Oui, les agences communales sont maintenues. Oui, évidemment, nous allons continuer de les faire bien fonctionner là où les maires en accompagnent l'activité. Reste qu'il y a certainement des évolutions intelligentes à mettre en œuvre. Un exemple : dans les 2 000 communes où coexistent un bureau de poste et une maison France Services, ces structures ont des choses à faire ensemble. Mais l'objectif des 17 000 points de contact ne changera pas : si l'on modifie la présence postale quelque part, cela signifie qu'il devient possible d'ouvrir ailleurs un autre point de contact.
Dernier point : votre collègue vient de dire qu'il n'était pas facile de compter sur un bureau de poste ouvert dans le 20e arrondissement de Paris. Il n'y a donc pas de France à deux vitesses : il n'y a pas la France des villes et celle des campagnes. Il y a la France tout court et la loi pour tout le monde !
Mme la présidente. La parole est à M. Jean-Jacques Michau, pour la réplique.
M. Jean-Jacques Michau. Madame la ministre, je vous remercie de ces mots, qui sont susceptibles de me rassurer pour partie.
Je précise néanmoins, à titre d'exemple, que les conventions passées entre La Poste et les communes pour la création des agences postales communales étaient auparavant d'une durée de neuf ans, contre trois ans désormais. Les élus se demandent donc comment les renouvellements vont se dérouler une fois les conventions échues.
Voilà un exemple des craintes des territoires.
Mme la présidente. La parole est à M. Stéphane Ravier.
M. Stéphane Ravier. Madame la présidente, madame la ministre, mes chers collègues, le 9 novembre 1989 est une date doublement historique. Ce fut le jour, bien sûr, de la chute du mur de Berlin, mais ce fut aussi et surtout, pour votre serviteur, une journée qui débuta à cinq heures du matin par le tri du courrier et qui finit à dix-huit heures par la fin de ma tournée.
Le 9 novembre 1989, j'avais 20 ans et c'était mon premier jour en tant que facteur dans l'administration des PTT, pour ce qui n'avait donc rien à voir avec un petit travail tranquille.

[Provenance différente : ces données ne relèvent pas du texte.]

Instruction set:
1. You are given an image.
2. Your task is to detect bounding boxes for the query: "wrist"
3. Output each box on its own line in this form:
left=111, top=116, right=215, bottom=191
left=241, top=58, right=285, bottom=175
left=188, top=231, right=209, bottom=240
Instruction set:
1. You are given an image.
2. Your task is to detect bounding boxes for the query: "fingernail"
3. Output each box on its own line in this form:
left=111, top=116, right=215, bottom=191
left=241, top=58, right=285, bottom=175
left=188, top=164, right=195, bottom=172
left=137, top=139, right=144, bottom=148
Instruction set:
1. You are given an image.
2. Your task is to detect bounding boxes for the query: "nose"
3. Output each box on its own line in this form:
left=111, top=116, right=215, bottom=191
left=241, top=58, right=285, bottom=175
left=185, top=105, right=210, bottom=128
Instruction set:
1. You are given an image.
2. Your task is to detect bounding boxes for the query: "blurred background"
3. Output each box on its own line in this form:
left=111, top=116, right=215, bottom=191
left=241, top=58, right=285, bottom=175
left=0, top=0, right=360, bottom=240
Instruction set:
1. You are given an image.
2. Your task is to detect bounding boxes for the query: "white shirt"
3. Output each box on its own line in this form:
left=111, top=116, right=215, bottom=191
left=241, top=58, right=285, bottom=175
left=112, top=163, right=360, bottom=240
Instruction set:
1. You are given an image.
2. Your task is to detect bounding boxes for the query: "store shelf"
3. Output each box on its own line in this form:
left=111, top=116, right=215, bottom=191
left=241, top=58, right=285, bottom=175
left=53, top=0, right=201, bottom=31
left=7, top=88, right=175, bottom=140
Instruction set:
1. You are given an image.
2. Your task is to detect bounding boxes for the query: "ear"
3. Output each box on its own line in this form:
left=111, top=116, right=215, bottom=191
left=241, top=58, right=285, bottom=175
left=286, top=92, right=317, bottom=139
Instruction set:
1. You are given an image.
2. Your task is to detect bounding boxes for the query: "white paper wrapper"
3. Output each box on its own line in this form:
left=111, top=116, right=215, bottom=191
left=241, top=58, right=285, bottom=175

J'avais terminé la distribution tellement tard que, par-dessus le marché, un usager parisien m'avait demandé avec mépris et condescendance s'il ne s'agissait pas du courrier du lendemain ! Comment, dès lors, ne pas supporter l'Inter Milan samedi prochain ?…
Épuisé, piqué dans mon orgueil de Marseillais, fallait-il que je m'accroche au guidon de mon vélo pour ne pas craquer ; mais j'ai tenu bon, porté par l'exemple des anciens dont je constatais l'investissement personnel, qui se concrétisait au quotidien, au-delà de leur activité purement professionnelle, par des services rendus au public, aux gens – on ne les appelait pas encore des " clients ".
À l'époque, les facteurs prenaient des nouvelles des personnes âgées ou isolées, remplissaient leur paperasse, acceptaient de prendre quelque argent pour l'achat de timbres, ne déposaient pas d'avis de passage en cas d'absence, mais présentaient de nouveau les recommandés au domicile le lendemain pour leur éviter de se déplacer au bureau de poste.
L'oiseau bleu évoquait non pas un réseau social numérique américain, mais un service postal enraciné dans nos villes et villages et dont la promesse, reposant sur le lien et sur le service, était la transmission, la rapidité et l'efficacité.
C'est ce qui avait convaincu Michel Audiard d'affirmer, par la bouche de Jean Gabin dans le film Le Cave se rebiffe, en 1961, que l'administration des PTT nous était enviée dans le monde entier, car ses agents étaient les seuls qui ne perdaient jamais rien, quand le service public rimait encore avec rigueur et proximité.
Depuis, cette administration a été démantelée sous la houlette du ministre socialiste – socialiste ! – Paul Quilès. En défaisant son statut, la gauche a déboulonné une statue. Si le timbre est passé du rouge au vert, la confiance et la fiabilité, elles, ont fait le chemin inverse.
La disparition progressive des services postaux, la fermeture des bureaux ou la réduction des horaires, la distribution aléatoire participent du grand recul des services publics dans nos communes.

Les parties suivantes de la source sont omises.